I think X is homotopy equivalence to the real projective plane $RP^2$. But $RP^2$ is compact, so I think one-point compactification of X is also $RP^2$. Then one-point compactification is meaningless. Am I wrong something?
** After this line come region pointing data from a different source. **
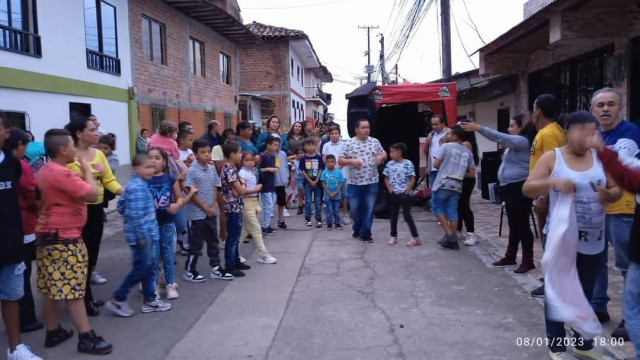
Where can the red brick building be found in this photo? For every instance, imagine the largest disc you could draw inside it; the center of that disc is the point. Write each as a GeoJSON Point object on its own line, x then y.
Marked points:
{"type": "Point", "coordinates": [185, 60]}
{"type": "Point", "coordinates": [282, 75]}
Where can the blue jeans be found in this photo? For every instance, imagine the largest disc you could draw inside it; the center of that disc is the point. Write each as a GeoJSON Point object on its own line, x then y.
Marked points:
{"type": "Point", "coordinates": [617, 232]}
{"type": "Point", "coordinates": [587, 272]}
{"type": "Point", "coordinates": [267, 201]}
{"type": "Point", "coordinates": [361, 200]}
{"type": "Point", "coordinates": [144, 266]}
{"type": "Point", "coordinates": [234, 230]}
{"type": "Point", "coordinates": [317, 199]}
{"type": "Point", "coordinates": [631, 305]}
{"type": "Point", "coordinates": [332, 210]}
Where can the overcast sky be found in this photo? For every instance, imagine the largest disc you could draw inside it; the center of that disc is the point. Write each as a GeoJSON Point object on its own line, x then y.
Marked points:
{"type": "Point", "coordinates": [332, 26]}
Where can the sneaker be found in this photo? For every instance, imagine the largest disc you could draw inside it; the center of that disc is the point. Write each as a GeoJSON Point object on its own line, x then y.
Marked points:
{"type": "Point", "coordinates": [120, 308]}
{"type": "Point", "coordinates": [266, 258]}
{"type": "Point", "coordinates": [97, 279]}
{"type": "Point", "coordinates": [620, 332]}
{"type": "Point", "coordinates": [155, 306]}
{"type": "Point", "coordinates": [523, 269]}
{"type": "Point", "coordinates": [22, 352]}
{"type": "Point", "coordinates": [57, 336]}
{"type": "Point", "coordinates": [193, 277]}
{"type": "Point", "coordinates": [504, 262]}
{"type": "Point", "coordinates": [539, 292]}
{"type": "Point", "coordinates": [90, 343]}
{"type": "Point", "coordinates": [470, 239]}
{"type": "Point", "coordinates": [218, 273]}
{"type": "Point", "coordinates": [594, 354]}
{"type": "Point", "coordinates": [172, 291]}
{"type": "Point", "coordinates": [561, 356]}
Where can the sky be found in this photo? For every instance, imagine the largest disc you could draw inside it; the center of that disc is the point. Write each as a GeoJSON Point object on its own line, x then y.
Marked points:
{"type": "Point", "coordinates": [332, 26]}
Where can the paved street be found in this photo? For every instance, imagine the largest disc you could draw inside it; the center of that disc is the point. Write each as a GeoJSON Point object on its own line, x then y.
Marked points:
{"type": "Point", "coordinates": [332, 297]}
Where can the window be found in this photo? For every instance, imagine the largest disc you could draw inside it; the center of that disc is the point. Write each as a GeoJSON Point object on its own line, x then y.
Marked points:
{"type": "Point", "coordinates": [18, 27]}
{"type": "Point", "coordinates": [225, 70]}
{"type": "Point", "coordinates": [158, 115]}
{"type": "Point", "coordinates": [100, 30]}
{"type": "Point", "coordinates": [196, 56]}
{"type": "Point", "coordinates": [153, 40]}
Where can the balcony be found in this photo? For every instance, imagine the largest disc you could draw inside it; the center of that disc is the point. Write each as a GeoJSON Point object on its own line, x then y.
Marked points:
{"type": "Point", "coordinates": [102, 62]}
{"type": "Point", "coordinates": [19, 41]}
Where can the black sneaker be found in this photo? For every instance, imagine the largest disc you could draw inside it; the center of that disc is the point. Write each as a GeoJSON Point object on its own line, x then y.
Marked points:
{"type": "Point", "coordinates": [620, 332]}
{"type": "Point", "coordinates": [57, 336]}
{"type": "Point", "coordinates": [90, 343]}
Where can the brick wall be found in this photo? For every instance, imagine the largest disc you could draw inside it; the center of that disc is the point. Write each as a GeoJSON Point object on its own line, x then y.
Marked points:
{"type": "Point", "coordinates": [185, 95]}
{"type": "Point", "coordinates": [264, 69]}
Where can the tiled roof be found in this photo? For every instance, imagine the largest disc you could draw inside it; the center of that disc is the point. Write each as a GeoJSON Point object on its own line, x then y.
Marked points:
{"type": "Point", "coordinates": [269, 32]}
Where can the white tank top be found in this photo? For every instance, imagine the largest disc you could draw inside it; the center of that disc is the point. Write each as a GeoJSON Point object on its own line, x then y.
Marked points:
{"type": "Point", "coordinates": [589, 212]}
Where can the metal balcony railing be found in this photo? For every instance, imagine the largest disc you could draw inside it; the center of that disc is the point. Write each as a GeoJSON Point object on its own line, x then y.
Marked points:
{"type": "Point", "coordinates": [102, 62]}
{"type": "Point", "coordinates": [20, 41]}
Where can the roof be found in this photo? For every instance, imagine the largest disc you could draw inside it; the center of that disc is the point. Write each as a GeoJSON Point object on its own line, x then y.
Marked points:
{"type": "Point", "coordinates": [216, 18]}
{"type": "Point", "coordinates": [270, 32]}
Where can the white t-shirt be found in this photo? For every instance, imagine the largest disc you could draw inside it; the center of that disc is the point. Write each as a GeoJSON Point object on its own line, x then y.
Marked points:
{"type": "Point", "coordinates": [249, 179]}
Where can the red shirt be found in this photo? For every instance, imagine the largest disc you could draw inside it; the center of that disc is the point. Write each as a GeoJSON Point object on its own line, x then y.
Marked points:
{"type": "Point", "coordinates": [63, 209]}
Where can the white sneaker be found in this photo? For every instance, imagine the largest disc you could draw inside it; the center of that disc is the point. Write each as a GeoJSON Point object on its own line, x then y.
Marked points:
{"type": "Point", "coordinates": [97, 279]}
{"type": "Point", "coordinates": [22, 352]}
{"type": "Point", "coordinates": [266, 258]}
{"type": "Point", "coordinates": [470, 240]}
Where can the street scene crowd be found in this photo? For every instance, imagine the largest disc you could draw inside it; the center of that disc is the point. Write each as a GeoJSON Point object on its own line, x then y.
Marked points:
{"type": "Point", "coordinates": [230, 186]}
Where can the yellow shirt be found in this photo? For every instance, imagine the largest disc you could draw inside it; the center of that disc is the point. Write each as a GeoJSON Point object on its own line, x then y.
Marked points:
{"type": "Point", "coordinates": [547, 139]}
{"type": "Point", "coordinates": [101, 172]}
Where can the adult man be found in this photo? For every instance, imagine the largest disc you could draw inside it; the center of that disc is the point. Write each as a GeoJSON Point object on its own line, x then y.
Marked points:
{"type": "Point", "coordinates": [439, 131]}
{"type": "Point", "coordinates": [624, 138]}
{"type": "Point", "coordinates": [212, 135]}
{"type": "Point", "coordinates": [550, 136]}
{"type": "Point", "coordinates": [362, 154]}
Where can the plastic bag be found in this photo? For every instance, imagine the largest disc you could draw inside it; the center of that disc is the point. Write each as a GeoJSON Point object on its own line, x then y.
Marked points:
{"type": "Point", "coordinates": [565, 300]}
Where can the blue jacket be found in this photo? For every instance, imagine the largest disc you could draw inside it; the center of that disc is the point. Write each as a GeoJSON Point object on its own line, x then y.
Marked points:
{"type": "Point", "coordinates": [138, 210]}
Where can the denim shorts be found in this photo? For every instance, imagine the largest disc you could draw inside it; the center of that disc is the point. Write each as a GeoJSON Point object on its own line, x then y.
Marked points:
{"type": "Point", "coordinates": [11, 282]}
{"type": "Point", "coordinates": [445, 202]}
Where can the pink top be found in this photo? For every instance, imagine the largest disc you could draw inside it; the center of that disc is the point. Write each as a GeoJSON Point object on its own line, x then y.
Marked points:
{"type": "Point", "coordinates": [167, 144]}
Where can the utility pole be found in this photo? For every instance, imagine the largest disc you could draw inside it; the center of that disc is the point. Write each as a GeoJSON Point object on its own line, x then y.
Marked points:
{"type": "Point", "coordinates": [445, 21]}
{"type": "Point", "coordinates": [368, 52]}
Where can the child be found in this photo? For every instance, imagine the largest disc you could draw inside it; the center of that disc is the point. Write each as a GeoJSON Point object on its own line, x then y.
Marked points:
{"type": "Point", "coordinates": [60, 248]}
{"type": "Point", "coordinates": [168, 200]}
{"type": "Point", "coordinates": [202, 215]}
{"type": "Point", "coordinates": [268, 172]}
{"type": "Point", "coordinates": [332, 183]}
{"type": "Point", "coordinates": [334, 147]}
{"type": "Point", "coordinates": [141, 233]}
{"type": "Point", "coordinates": [233, 189]}
{"type": "Point", "coordinates": [453, 161]}
{"type": "Point", "coordinates": [311, 165]}
{"type": "Point", "coordinates": [399, 178]}
{"type": "Point", "coordinates": [12, 268]}
{"type": "Point", "coordinates": [250, 224]}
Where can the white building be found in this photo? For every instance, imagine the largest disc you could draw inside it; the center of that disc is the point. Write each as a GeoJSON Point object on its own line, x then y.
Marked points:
{"type": "Point", "coordinates": [65, 59]}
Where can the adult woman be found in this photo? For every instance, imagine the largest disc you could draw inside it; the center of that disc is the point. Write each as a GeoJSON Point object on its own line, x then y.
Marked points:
{"type": "Point", "coordinates": [85, 135]}
{"type": "Point", "coordinates": [143, 139]}
{"type": "Point", "coordinates": [512, 173]}
{"type": "Point", "coordinates": [273, 127]}
{"type": "Point", "coordinates": [296, 137]}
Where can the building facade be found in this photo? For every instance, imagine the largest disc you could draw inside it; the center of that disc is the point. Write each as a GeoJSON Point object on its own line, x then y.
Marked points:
{"type": "Point", "coordinates": [53, 69]}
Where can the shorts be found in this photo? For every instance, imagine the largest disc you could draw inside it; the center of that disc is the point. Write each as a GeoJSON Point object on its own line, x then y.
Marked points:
{"type": "Point", "coordinates": [11, 282]}
{"type": "Point", "coordinates": [445, 202]}
{"type": "Point", "coordinates": [281, 196]}
{"type": "Point", "coordinates": [62, 270]}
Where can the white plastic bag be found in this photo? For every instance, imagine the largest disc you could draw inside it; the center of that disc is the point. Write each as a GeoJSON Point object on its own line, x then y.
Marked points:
{"type": "Point", "coordinates": [565, 300]}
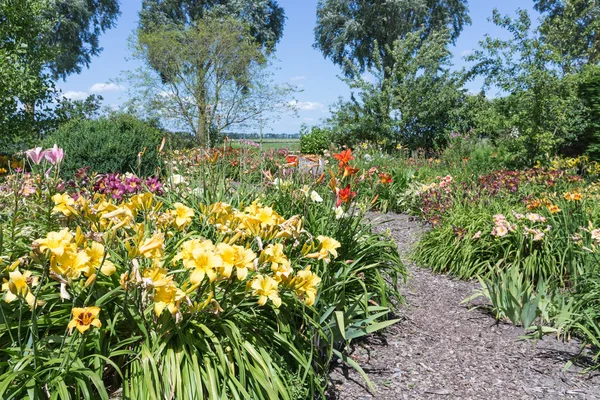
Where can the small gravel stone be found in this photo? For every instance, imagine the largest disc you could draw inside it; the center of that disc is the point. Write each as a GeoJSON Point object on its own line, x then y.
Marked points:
{"type": "Point", "coordinates": [443, 350]}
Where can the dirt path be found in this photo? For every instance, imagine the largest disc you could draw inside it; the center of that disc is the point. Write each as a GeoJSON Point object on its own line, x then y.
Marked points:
{"type": "Point", "coordinates": [441, 350]}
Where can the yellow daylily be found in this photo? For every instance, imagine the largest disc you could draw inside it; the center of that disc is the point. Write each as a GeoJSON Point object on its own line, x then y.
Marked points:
{"type": "Point", "coordinates": [265, 288]}
{"type": "Point", "coordinates": [84, 318]}
{"type": "Point", "coordinates": [305, 283]}
{"type": "Point", "coordinates": [329, 247]}
{"type": "Point", "coordinates": [236, 256]}
{"type": "Point", "coordinates": [153, 247]}
{"type": "Point", "coordinates": [63, 203]}
{"type": "Point", "coordinates": [56, 242]}
{"type": "Point", "coordinates": [280, 265]}
{"type": "Point", "coordinates": [183, 215]}
{"type": "Point", "coordinates": [17, 285]}
{"type": "Point", "coordinates": [167, 296]}
{"type": "Point", "coordinates": [72, 264]}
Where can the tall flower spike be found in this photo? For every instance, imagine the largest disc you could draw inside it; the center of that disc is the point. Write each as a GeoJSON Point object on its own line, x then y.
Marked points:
{"type": "Point", "coordinates": [36, 155]}
{"type": "Point", "coordinates": [54, 155]}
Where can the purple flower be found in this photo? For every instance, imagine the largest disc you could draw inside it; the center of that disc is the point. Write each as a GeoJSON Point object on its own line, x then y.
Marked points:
{"type": "Point", "coordinates": [54, 155]}
{"type": "Point", "coordinates": [36, 155]}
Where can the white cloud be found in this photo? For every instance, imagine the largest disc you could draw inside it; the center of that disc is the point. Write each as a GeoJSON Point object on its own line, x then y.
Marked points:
{"type": "Point", "coordinates": [72, 95]}
{"type": "Point", "coordinates": [105, 87]}
{"type": "Point", "coordinates": [307, 105]}
{"type": "Point", "coordinates": [367, 76]}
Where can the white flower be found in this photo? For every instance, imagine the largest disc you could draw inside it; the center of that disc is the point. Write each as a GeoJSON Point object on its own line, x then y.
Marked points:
{"type": "Point", "coordinates": [314, 196]}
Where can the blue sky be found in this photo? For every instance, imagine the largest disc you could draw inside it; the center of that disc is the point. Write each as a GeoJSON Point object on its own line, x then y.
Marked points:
{"type": "Point", "coordinates": [298, 62]}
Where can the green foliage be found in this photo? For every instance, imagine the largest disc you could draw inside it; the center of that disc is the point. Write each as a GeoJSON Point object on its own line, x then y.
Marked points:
{"type": "Point", "coordinates": [348, 31]}
{"type": "Point", "coordinates": [204, 79]}
{"type": "Point", "coordinates": [570, 27]}
{"type": "Point", "coordinates": [314, 141]}
{"type": "Point", "coordinates": [542, 110]}
{"type": "Point", "coordinates": [40, 41]}
{"type": "Point", "coordinates": [580, 312]}
{"type": "Point", "coordinates": [411, 100]}
{"type": "Point", "coordinates": [589, 92]}
{"type": "Point", "coordinates": [265, 18]}
{"type": "Point", "coordinates": [109, 145]}
{"type": "Point", "coordinates": [513, 298]}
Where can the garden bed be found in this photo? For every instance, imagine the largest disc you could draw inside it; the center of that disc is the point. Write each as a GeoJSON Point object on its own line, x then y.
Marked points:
{"type": "Point", "coordinates": [442, 349]}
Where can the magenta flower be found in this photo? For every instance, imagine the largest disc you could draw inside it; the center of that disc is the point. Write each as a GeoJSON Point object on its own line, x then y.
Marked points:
{"type": "Point", "coordinates": [36, 155]}
{"type": "Point", "coordinates": [54, 155]}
EDIT 1 : One-point compactification $Z$ of $X$ is strictly same to the Thom space of the trivial line bundle over $\mathbb{R}P^2$. So we have: \begin{equation} H_i(Z;\mathbb{Z})\cong H_{i-1}(\mathbb{R}P^2;\mathbb{Z})\ (i \neq0), H_0(Z;\mathbb{Z})\cong \mathbb{Z}. \end{equation}
EDIT 2 : We can calculate the homology group by using an elementary Mayer-Vietoris argument without using any Thom isomorphism as follows. Let $M$ be a compact space and $X:=M\times\mathbb{R}$ (in the case of your question, $M=\mathbb{R}P^2$) . Now we want to calculate the homology group of one-point compactification $Z=X\cup\{\infty\}$. We have an open covering $\{U+,U-\}$ where $U_{+}:=M\times(-1,\infty)\cup\{\infty\}$ and $U_{-}:=M\times(-\infty,1)\cup\{\infty\}$. Note that $U_{\pm}$ are contractible and $U_+\cap U_-$ is homotopy equivalent to $M\sqcup\{\infty\}$. Using Mayer-Vietoris exact sequence, we have $\tilde H_i(Z;\mathbb{Z})\cong\tilde H_{i-1}(M\sqcup\{\infty\};\mathbb{Z})$.